Nuri had initially been banned from standing by the election supervision committee, which is dominated by conservatives, and his vote count was well below the one million figure reached by candidates from both sides in the 1996 parliamentary elections.

But the pro-Khatami newspaper Iran Daily said conservatives were trying to make excuses for their drubbing at the polls.

"Instead of analyzing the subject of their defeat from an objective point of view, they have opined that the public could not judge which ... contenders were worthy," the English-language paper said Wednesday.

"People quite consciously voted for political reform," it said, adding that the Islamic republic "will continue to move" in that direction.

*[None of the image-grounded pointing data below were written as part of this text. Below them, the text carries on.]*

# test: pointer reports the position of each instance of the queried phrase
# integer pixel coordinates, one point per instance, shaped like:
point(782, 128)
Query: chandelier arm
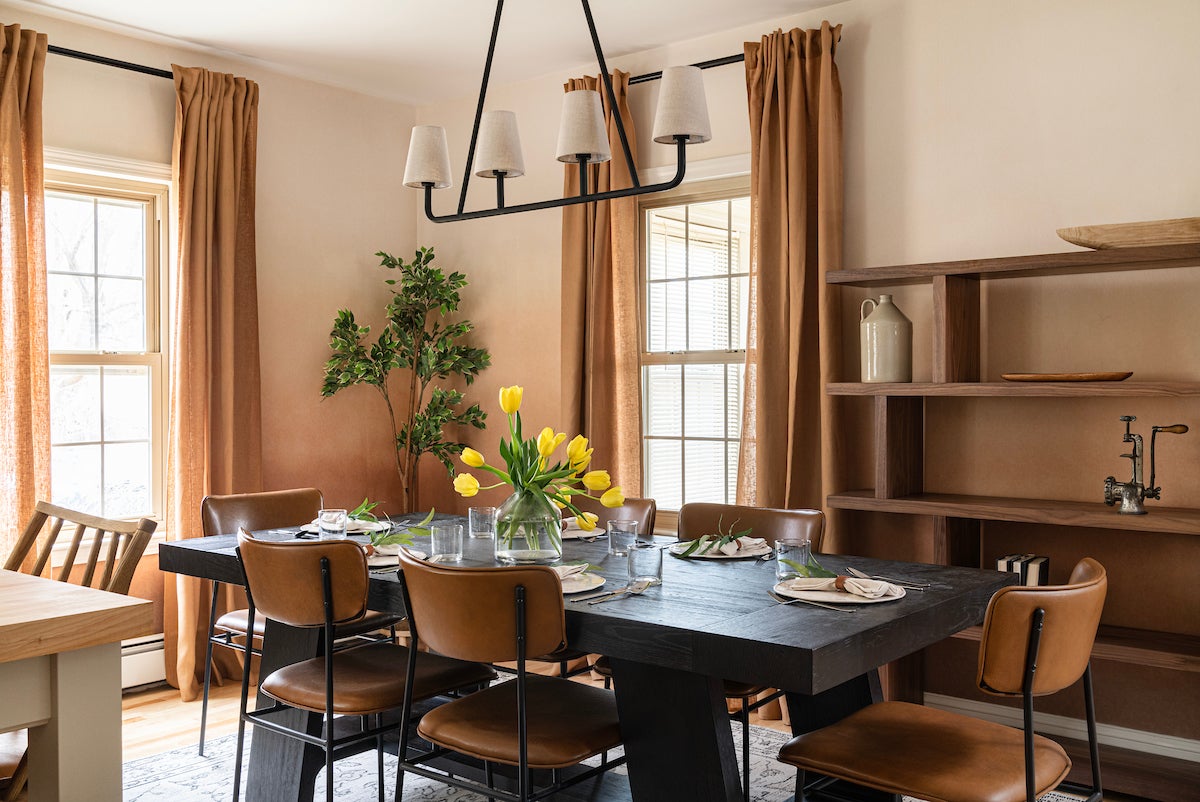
point(612, 96)
point(681, 156)
point(479, 106)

Iran's conservative judiciary chief fired the first shot in the battle over interpreting the results on Friday, warning that locally elected officials should keep well away from the broader political struggle natiowide between reformers and conservatives.

"You were elected as local officials and should concern yourselves with local problems, and keep out of factional and partisan disputes," Ayatollah Mohammad Yazdi said.

But Interior Minister Abdol-Vahed Mussavi-Lari, a Khatami supporter, fired back Tuesday, saying locally elected reformers should also serve as a base of "strong support" for Khatami's reformist government. vatives.

In addition to sweeping the Tehran council, reformers made strong gains in Iran's other major cities, including Isfahan, Mashhad and Shiraz.